Buzin Aline R, Pinto Fernanda E, Nieschke Kathleen, Mittag Anja, de Andrade Tadeu U, Endringer Denise C, Tarnok Attila, Lenz Dominik
University of Vila Velha, Pharmacology, Brazil.
University of Vila Velha, Pharmaceutical Sciences, Brazil.
J Immunol Methods. 2015 May;420:24-30. doi: 10.1016/j.jim.2015.03.011. Epub 2015 Mar 31.
The objective of the present study was to employ high throughput image analysis to detect necrosis and apoptosis. Specific markers were replaced by morphological parameters of cells and nuclei.
Fresh blood was taken from a healthy female and given a treatment to induce cell necrosis and apoptosis. Afterward, the samples were stained with AnnexinV-FITC, DRAQ5 and DAPI. Slides were made and analyzed using the cytometer iCys. Pictures were scanned. The analyzed sample consisted of 73 sets of images of DAPI, DRAQ5 and AnnexinV-FITC, respectively. For image analysis and subsequent statistical processing, the CellProfiler and CellProfilerAnalyst were used. Each sample was analyzed twice. The first analysis was conducted using the markers (DAPI, DRAQ5 and Annexin) for an unequivocal identification and subsequent count of necrotic, apoptotic and live cells (gold standard). Thereafter, a second analysis was performed for the nuclear morphology and texture (morphometric analysis). After the machine learning process was completed, the software calculated the quantity of cells in each of the three groups. A comparison between the result of the gold standard and the morphometric analysis was performed using linear regression and a Bland-Altman test.

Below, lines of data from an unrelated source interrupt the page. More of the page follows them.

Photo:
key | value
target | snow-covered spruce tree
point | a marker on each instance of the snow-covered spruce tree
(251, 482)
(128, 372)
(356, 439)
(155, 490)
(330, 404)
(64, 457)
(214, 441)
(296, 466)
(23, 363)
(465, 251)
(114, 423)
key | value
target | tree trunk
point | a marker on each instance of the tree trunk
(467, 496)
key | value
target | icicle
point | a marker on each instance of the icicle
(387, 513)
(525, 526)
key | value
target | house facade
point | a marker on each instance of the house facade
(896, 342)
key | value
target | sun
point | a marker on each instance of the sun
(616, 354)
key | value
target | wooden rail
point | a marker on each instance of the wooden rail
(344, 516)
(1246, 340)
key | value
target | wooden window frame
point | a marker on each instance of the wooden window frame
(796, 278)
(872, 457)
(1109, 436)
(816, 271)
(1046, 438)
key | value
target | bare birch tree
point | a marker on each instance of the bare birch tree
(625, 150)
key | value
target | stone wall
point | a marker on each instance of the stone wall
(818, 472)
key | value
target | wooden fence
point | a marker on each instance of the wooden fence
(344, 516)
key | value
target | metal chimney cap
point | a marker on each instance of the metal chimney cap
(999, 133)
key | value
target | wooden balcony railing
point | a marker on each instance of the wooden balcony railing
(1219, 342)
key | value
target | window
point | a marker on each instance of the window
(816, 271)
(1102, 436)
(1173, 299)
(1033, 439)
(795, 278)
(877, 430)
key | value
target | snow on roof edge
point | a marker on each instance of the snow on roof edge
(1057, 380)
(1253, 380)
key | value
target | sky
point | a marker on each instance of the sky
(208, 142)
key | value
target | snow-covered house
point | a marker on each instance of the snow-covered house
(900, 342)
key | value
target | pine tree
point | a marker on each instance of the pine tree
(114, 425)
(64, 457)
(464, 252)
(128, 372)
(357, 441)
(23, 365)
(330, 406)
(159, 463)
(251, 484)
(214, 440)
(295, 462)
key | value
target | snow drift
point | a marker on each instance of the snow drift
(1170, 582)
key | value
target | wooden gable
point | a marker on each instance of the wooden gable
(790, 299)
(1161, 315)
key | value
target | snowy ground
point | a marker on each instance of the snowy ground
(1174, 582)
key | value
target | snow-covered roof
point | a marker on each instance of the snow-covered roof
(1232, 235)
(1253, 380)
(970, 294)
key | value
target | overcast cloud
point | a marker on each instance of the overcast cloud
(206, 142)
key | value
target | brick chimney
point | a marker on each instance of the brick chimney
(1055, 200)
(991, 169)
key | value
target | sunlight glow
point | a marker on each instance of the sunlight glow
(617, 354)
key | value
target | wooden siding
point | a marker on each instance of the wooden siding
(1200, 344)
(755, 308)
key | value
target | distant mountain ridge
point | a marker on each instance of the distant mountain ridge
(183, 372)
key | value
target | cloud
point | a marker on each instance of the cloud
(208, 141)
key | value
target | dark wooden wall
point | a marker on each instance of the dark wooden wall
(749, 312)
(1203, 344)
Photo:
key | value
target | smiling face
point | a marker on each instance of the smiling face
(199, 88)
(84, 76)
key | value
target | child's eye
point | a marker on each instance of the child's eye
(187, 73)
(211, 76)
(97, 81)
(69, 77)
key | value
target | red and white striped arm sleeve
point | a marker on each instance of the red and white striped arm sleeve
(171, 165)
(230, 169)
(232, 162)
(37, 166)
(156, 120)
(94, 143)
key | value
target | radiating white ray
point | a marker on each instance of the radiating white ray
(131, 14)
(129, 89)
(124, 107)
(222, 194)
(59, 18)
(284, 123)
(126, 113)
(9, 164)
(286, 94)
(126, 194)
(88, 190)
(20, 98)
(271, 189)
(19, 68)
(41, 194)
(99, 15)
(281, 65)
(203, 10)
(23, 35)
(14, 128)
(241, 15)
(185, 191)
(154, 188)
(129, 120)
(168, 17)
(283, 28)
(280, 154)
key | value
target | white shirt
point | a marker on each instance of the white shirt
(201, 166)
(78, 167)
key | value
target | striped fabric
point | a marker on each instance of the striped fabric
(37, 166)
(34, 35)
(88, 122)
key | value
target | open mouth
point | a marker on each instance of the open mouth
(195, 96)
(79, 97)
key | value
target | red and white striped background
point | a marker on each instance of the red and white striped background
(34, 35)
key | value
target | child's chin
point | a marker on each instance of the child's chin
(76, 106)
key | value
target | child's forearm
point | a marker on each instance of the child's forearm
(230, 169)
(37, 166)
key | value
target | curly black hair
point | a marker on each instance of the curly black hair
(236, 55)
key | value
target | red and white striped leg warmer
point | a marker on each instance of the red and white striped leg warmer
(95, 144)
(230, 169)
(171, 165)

The linear regression between the two compared analyses was r(2)=0.57 for apoptosis, r(2)=0.84 for necrosis and r(2)=0.79 for living cells.
It may be concluded that it is possible to replace specific markers against morphology without losing the reproducible high-throughput character of a cytometric analysis.
本研究的目的是采用高通量图像分析来检测坏死和凋亡。用细胞和细胞核的形态学参数取代特定标志物。
从一名健康女性采集新鲜血液,并进行处理以诱导细胞坏死和凋亡。之后,样本用膜联蛋白V-异硫氰酸荧光素(AnnexinV-FITC)、DRAQ5和4',6-二脒基-2-苯基吲哚(DAPI)染色。制作玻片并用iCys细胞仪进行分析。扫描图片。分析的样本分别由73组DAPI、DRAQ5和AnnexinV-FITC图像组成。为进行图像分析和后续统计处理,使用了CellProfiler和CellProfilerAnalyst。每个样本分析两次。第一次分析使用标志物(DAPI、DRAQ5和膜联蛋白)进行明确鉴定并随后计数坏死、凋亡和活细胞(金标准)。此后,对细胞核形态和纹理进行第二次分析(形态计量分析)。机器学习过程完成后,软件计算三组中每组的细胞数量。使用线性回归和布兰德-奥特曼检验对金标准结果和形态计量分析结果进行比较。
两种比较分析之间的线性回归对于凋亡r(2)=0.57,对于坏死r(2)=0.84,对于活细胞r(2)=0.79。
可以得出结论,在不丧失细胞分析可重复的高通量特性的情况下,有可能用形态学取代特定标志物。